I suspect most merchant ships and convoys across country and such understood they were the best choice or only choice for sending mail, and as long as it did not add to their burden too much, they were glad to help out - plus payment up from to the carrier drove the right behaviour.

I assume if the letter had to go from the destination port by coach to the inland city, the captain was paid enough to pay the coach too. I assume that certain well-known inns around town were the best place to find travellers bound to a particular city.

The captain could conceivably take the money and fail to deliver, but the pool of captains was likely much smaller and better known by reputation than the much larger pool of potential mail senders.

In a time where travel would have been much more difficult than it is now, I can’t see it working out to well.

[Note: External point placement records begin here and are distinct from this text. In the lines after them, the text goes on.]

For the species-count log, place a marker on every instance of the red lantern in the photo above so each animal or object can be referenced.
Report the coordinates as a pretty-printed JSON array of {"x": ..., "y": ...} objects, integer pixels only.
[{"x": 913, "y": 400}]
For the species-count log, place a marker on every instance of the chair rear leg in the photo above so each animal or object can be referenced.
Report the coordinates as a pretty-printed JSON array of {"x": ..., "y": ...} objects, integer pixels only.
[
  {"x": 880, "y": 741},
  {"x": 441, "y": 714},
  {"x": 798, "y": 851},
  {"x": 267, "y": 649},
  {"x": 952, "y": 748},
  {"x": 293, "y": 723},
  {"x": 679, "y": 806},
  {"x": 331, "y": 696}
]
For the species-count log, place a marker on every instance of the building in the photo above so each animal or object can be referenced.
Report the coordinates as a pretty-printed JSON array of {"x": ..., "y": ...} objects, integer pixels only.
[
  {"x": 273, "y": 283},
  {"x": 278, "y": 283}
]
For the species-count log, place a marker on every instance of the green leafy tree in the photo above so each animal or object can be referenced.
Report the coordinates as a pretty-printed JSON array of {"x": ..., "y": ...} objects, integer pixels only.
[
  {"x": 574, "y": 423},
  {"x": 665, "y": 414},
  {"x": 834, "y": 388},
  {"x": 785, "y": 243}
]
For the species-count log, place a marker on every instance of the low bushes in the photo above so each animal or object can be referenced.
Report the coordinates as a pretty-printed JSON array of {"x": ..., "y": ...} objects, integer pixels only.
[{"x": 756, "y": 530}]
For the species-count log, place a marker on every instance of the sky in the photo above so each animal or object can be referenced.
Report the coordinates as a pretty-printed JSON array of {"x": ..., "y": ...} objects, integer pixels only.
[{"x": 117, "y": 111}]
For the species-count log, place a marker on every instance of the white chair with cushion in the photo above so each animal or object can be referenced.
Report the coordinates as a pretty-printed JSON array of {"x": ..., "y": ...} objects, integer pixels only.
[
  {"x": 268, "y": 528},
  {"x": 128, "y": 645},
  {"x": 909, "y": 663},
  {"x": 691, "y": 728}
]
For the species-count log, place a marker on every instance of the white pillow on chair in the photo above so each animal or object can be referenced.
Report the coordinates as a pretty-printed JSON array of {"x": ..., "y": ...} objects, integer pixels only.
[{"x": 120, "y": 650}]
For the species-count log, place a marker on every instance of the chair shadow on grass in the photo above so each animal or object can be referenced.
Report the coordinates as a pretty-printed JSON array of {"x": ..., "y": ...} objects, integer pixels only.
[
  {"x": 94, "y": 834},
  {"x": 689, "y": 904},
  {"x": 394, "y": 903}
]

Say I have a random letter to a random person I made up, and tell you that the fake recipient was willing to pay $10 for it, but I’ll sell it to you for $3 to bring to them… what are the chances you’ll ever see me again after you realize it’s all a ruse? It’s not like you can call them to ask if they’re expecting a letter or willing to pay for one.

“a letter for John Long-ears? He died 6 months ago”.

The perfect scam. The delivery man can’t prove he’s been taken.

You’re all assuming that it costs nothing to write and send a letter. When was the last time paper was expensive enough that a thick(ish) envelope could cost more than whatever tiny amount of money would make it senseless to scam, but just slightly profitable to buy a letter?

These drawbacks absolutely hold, but in the absence of alternatives, could still make such a delivery system viable. I’m not positing that it’s better than other systems, only that it could function, and I’m asking if it has functioned at any point in history.

It’s surprisingly difficult to find data on the historical cost of paper, but this cite suggests that it wouldn’t have lent itself to a mass scam quite as easily as some of you are suggesting.

As long as the cost of writing a letter is non trivial, the person buying it at below that cost to make the delivery is not risking being scammed. He is risking not being paid on delivery, but as I said, for small amounts, and since he’s making the trip anyway for some other purpose, that risk is not large. I still think the system is workable. You’re also neglecting the fact that there could easily be a large upside.

But I’m fully aware that you might be scamming me, so I’ll make a counter-offer of $0.01, or even zero. Only if we can reach some mutual agreement does anything happen. If you’re a friend or regular “customer” we each know more about what the risks are, so we’re more likely to reach an agreement for a higher amount.

People buy stuff and do business online all the time. They manage the risk of scams by making small purchases first as a test, using recommendations to establish partial trust and so on. It works surprisingly well.